1. The ABS has developed the concept of the 'income unit' as a statistical unit appropriate for certain types of income analysis, especially when considering income support (through social security) and income tax. The standard variable 'Income unit composition' supports the identification of Income units within households.
2. A major determinant of economic wellbeing for most people is the level of income they and other family members in the same household receive. While income is usually received by individuals, it is normally shared between partners in a couple relationship and with dependent children. To a lesser extent, it may be shared with other children, other relatives and possibly other people living in the same household, for example through the provision of accommodation either free or at less than market price. This situation is particularly likely in the case of non-dependent children and other relatives with low levels of income of their own. Even when there is no transfer of income between members of a household, nor provision of free or discounted accommodation, members are still likely to benefit from the economies of scale that arise from sharing a dwelling. Therefore the household is the statistical unit most commonly used for the analysis of the levels and distribution of income.
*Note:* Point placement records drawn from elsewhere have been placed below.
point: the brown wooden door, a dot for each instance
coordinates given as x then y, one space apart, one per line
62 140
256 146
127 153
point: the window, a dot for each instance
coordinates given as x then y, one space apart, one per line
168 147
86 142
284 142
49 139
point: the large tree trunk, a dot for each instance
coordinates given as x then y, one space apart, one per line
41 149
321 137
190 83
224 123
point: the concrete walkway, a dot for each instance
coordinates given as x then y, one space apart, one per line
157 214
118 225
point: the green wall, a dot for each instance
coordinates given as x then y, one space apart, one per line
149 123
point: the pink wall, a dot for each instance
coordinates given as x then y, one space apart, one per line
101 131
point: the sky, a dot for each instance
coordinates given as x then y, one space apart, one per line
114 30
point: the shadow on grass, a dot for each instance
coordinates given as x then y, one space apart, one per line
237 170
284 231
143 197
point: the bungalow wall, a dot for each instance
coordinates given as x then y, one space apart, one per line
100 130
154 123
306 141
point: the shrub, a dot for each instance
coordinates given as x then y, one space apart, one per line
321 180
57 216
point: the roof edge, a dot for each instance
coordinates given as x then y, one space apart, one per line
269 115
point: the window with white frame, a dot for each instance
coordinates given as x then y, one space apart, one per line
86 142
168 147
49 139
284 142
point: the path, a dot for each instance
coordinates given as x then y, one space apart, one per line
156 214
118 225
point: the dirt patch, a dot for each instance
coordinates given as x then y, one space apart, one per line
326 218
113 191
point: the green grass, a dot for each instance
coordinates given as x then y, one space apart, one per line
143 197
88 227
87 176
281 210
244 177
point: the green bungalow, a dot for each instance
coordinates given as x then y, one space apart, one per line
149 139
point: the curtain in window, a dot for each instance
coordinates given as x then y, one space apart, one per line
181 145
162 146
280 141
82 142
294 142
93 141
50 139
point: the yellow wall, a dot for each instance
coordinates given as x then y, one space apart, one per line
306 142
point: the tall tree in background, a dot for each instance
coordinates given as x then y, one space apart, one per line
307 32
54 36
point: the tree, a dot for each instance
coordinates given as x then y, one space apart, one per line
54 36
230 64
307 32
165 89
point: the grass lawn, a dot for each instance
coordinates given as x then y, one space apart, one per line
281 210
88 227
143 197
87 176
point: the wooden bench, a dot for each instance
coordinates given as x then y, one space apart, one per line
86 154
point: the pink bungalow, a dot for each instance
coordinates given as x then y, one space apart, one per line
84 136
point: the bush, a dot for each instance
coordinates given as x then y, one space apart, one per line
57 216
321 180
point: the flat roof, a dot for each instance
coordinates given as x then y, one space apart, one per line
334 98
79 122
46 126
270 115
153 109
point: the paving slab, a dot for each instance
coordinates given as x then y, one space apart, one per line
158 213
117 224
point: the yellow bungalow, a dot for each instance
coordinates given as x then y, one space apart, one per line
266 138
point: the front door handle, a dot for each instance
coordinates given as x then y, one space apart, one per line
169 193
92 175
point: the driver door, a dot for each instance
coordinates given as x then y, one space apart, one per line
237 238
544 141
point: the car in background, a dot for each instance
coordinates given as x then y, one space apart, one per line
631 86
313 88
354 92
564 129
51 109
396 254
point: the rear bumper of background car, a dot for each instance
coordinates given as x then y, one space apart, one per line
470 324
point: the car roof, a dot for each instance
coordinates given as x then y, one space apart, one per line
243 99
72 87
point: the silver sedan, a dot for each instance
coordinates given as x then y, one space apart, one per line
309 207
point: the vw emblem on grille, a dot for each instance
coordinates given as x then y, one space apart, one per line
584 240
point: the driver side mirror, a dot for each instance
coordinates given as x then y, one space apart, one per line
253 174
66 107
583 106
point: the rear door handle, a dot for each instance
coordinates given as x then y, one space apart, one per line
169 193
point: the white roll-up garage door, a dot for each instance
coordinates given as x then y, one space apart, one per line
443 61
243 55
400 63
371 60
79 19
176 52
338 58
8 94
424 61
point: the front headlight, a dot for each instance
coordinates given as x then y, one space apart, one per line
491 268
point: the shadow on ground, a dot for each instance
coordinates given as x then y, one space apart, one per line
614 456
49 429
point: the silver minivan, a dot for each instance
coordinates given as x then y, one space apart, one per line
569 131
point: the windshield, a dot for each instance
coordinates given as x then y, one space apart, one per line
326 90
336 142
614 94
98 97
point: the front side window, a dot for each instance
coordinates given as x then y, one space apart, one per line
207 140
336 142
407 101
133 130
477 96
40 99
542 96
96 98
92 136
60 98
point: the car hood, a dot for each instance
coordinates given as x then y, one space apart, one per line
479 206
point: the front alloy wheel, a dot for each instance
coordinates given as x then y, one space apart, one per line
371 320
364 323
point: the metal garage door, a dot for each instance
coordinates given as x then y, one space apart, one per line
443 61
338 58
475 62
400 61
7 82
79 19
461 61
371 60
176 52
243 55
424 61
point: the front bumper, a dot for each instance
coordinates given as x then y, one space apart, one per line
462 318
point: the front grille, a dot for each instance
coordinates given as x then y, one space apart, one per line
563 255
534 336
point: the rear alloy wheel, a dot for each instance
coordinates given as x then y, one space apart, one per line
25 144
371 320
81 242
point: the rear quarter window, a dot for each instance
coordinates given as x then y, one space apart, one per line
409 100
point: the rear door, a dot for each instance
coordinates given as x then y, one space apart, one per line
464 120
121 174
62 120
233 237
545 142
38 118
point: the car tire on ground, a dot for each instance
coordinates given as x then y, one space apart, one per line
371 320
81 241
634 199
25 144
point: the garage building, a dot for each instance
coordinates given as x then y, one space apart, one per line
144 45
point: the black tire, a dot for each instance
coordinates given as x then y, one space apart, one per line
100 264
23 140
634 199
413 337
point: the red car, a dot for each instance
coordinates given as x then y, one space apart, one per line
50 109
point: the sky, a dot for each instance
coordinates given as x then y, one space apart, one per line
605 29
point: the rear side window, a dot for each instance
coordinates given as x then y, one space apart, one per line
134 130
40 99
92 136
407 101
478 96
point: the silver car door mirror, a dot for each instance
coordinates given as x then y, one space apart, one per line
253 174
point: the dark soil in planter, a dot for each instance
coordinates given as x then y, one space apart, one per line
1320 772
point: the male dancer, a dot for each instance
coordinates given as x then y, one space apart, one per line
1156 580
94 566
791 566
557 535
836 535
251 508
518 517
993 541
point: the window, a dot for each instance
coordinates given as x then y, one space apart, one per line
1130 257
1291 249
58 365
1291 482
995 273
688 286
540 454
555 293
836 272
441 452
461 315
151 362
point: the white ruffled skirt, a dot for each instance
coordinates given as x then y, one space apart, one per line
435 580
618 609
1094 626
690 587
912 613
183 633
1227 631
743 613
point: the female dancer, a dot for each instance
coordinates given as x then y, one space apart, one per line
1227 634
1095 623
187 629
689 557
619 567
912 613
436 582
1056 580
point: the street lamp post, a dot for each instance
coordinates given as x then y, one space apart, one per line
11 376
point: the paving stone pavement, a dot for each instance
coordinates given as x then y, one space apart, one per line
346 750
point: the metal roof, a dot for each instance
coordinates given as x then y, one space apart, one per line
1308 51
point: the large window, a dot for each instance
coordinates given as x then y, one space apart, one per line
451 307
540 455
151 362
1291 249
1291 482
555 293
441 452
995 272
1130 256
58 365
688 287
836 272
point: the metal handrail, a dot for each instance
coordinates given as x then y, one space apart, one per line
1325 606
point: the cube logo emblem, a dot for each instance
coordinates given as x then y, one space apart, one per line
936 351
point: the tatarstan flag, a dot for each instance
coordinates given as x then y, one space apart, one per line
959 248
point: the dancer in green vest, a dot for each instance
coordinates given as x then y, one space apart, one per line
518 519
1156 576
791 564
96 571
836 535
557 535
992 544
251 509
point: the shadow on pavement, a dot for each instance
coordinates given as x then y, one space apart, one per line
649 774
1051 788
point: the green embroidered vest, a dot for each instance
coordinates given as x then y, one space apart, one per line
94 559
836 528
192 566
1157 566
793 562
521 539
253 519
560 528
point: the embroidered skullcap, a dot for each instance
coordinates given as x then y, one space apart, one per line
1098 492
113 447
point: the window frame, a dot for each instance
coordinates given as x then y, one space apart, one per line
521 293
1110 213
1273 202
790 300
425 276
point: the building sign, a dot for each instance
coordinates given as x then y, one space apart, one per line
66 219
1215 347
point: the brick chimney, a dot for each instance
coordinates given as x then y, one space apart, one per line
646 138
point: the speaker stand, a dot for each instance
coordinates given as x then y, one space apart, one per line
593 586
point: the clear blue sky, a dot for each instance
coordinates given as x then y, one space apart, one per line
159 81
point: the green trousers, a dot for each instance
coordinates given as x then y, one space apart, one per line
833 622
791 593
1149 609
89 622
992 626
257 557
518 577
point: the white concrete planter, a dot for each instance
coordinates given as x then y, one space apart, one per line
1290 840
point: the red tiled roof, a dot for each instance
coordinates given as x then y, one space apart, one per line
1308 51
3. However, for some types of analysis, it is appropriate to utilise a statistical unit in which it can be assumed that a high degree of sharing of income, and other economic resources, takes place. A unit based on the degree of sharing of income that can be assumed to take place between couples and dependent children may be more useful, in such cases, than one based on the income sharing which may take place to a lesser extent with other persons in the household. The income unit serves this purpose.
4. Terminology used in this standard is defined in the Glossary section of the 'Overview of family, household and income unit standards'.